La preuve de l'erreur du solens est-elle, d'une manière générale, une condition de la répétition de l'indu ? En d'autres termes, celui qui a opéré un versement quelconque doit-il démontrer, outre que, effectivement, la dette qu'il s'agissait d'éteindre n'existait pas, également le fait que, ce faisait, il a commis une erreur ? Cette question, controversée naguère, est tranchée de manière drastique par le présent arrêt de l'Assemblée plénière de la Cour de cassation. Dès l'instant que le solens a montré qu'il a versé à l'accipiens ce qu'il ne devait pas, il est en droit d'obtenir restitution "sans être tenu à aucune autre preuve". En l'espèce, au cours de l'année 1985 et en considération de la conjoncture économique, la société Jeumont-Schneider avait été amenée à réduire ses effectifs. Afin d'éviter de procéder à des licenciements, elle avait offert, en complément de l'indemnité légale, une prime dite de "départ volontaire" aux salariés qui accepteraient de quitter l'entreprise. Ceux qui donnèrent suite à la proposition reçurent ainsi leur prime et, sur cette base, la société versa des cotisations de sécurité sociale à l'URSSAF de Valenciennes. S'avisant, ultérieurement, qu'une décision récente de la Chambre sociale de la Cour de cassation avait expressément exclu ces primes de l'assiette des cotisations sociales, ladite société en demanda le remboursement à l'URSSAF. La réclamation amiable n'ayant pas abouti, l'affaire fut portée devant la justice et le recours contentieux sera accueilli par la Cour de Douai. Il s'agissait manifestement d'une question de principe. Le pourvoi formé par l'URSSAF fut ainsi porté devant l'Assemblée plénière de la Cour de cassation. Cette dernière le rejeta, en substituant aux motifs critiqués les motifs de "pur droit" que nous avons évoqués en commençant : "Il résulte des articles 1235 et 1376 du Code civil que ce qui a été payé indûment est sujet à répétition (...) dès lors, les cotisations litigieuses n'étant pas dues, la société Jeumont-Schneider était en droit, sans être tenue à aucune autre preuve, d'en obtenir la restitution". Par l'autorité qui s'attache aux décisions de l'Assemblée plénière, la généralité des termes employés, en des motifs substitués, "de pur droit", cet arrêt est manifestement un arrêt "de principe" (...)

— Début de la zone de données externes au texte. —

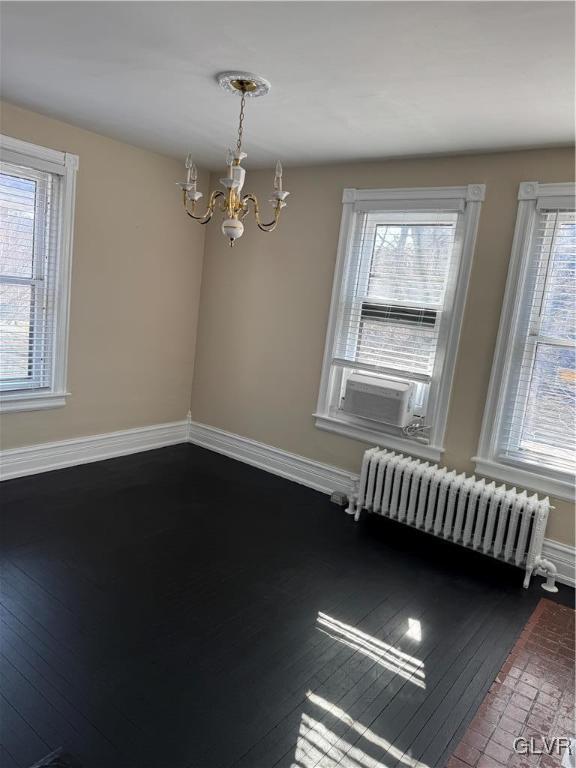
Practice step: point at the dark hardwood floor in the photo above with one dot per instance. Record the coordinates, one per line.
(178, 609)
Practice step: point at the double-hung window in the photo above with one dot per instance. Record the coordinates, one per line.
(529, 429)
(36, 222)
(397, 303)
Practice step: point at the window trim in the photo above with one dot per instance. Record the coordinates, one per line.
(467, 200)
(65, 165)
(487, 460)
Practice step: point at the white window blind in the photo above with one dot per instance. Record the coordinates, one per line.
(399, 290)
(36, 222)
(394, 299)
(529, 429)
(29, 206)
(539, 414)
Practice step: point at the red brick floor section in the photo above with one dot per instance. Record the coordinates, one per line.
(532, 697)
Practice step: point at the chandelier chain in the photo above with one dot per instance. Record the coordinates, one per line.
(241, 123)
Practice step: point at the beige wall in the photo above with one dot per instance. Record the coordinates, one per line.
(136, 277)
(264, 305)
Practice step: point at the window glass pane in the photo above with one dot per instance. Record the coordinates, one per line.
(410, 263)
(548, 426)
(15, 331)
(17, 210)
(558, 313)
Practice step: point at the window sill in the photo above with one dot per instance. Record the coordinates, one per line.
(377, 437)
(11, 402)
(561, 489)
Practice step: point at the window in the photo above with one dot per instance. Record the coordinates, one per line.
(528, 434)
(398, 297)
(36, 219)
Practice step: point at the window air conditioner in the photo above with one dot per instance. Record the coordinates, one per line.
(385, 400)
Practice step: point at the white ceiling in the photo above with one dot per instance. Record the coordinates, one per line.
(350, 80)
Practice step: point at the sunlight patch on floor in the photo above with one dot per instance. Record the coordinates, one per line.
(320, 747)
(391, 658)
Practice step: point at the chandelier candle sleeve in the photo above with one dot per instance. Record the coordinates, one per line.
(232, 204)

[...] Le présent arrêt de l'Assemblée plénière consacre évidemment l'idée de la chambre civile. Cependant, il généralise le principe et la formule est absolue. L'auteur du versement n'est tenu à aucune autre preuve que celle du caractère indu de ce dernier. On en verra, plus loin, les conséquences. Cette décision opère ainsi un retour à la lettre de l'article 1376 du Code civil et doit être pleinement approuvée. Il s'agit d'un quasi-contrat et l'obligation de restituer ce qui n'était pas dû naît de ce seul fait. [...]

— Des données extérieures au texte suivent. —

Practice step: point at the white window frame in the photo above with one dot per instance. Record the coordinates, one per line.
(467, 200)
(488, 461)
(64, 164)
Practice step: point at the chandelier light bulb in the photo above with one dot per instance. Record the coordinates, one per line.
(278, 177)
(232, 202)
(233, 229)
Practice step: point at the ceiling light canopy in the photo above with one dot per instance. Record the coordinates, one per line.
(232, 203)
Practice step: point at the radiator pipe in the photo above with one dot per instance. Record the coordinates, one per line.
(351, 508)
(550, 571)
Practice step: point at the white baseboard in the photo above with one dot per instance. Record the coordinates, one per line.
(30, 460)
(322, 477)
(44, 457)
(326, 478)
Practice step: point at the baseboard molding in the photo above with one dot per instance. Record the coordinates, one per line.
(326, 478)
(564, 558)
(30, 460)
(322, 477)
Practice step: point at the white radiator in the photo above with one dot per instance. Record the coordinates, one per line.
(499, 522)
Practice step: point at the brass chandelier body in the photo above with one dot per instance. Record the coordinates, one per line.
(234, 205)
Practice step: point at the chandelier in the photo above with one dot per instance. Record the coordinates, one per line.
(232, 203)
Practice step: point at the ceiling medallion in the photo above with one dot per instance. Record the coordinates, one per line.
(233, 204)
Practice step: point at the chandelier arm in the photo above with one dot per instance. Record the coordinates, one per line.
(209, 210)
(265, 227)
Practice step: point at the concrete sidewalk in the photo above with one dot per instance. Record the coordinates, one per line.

[...] La chambre commerciale cassera cet arrêt en retenant que le droit à répétition de l'indu n'est pas subordonné à la démonstration d'un préjudice Les juges du second degré ayant, par ailleurs, avancé que les sommes perçues ne l'avaient pas été par suite d'une erreur du solens, la cassation interviendra encore sur ce point, la chambre commerciale reprenant alors la formule de l'Assemblée plénière. Ainsi celui qui a versé ce qu'il ne devait pas à quelqu'un à qui il n'était rien dû peut répéter dès l'instant qu'il démontre qu'il ne devait rien et que, en d'autres termes, son versement n'a pas de justification. Aucune autre preuve ne saurait être exigée de lui, même pas celle que le versement indu lui a causé un préjudice ou, si l'on préfère, l'a appauvri. C'est le sens bien compris des articles 1235 et 1376 du Code civil. [...]
[...] Il faut avancer que l'erreur n'est pas la seule explication possible à un versement qui s'avérera indu. Pour rester dans le registre de l'altération de la volonté, on doit aussi mentionner la contrainte, illégitime Conséquence inattendue, sans doute, l'auteur du versement n'a pas à démontrer qu'il a de ce fait subi un préjudice Contrainte illégitime: Le caractère indu du versement fait, en quelque sorte, présumer que celui-ci a eu lieu par erreur. C'est l'explication la plus plausible. Dans notre espèce, la société Jeumont Schneider avait, de toute évidence, cru que les cotisations sociales étaient dues. [...]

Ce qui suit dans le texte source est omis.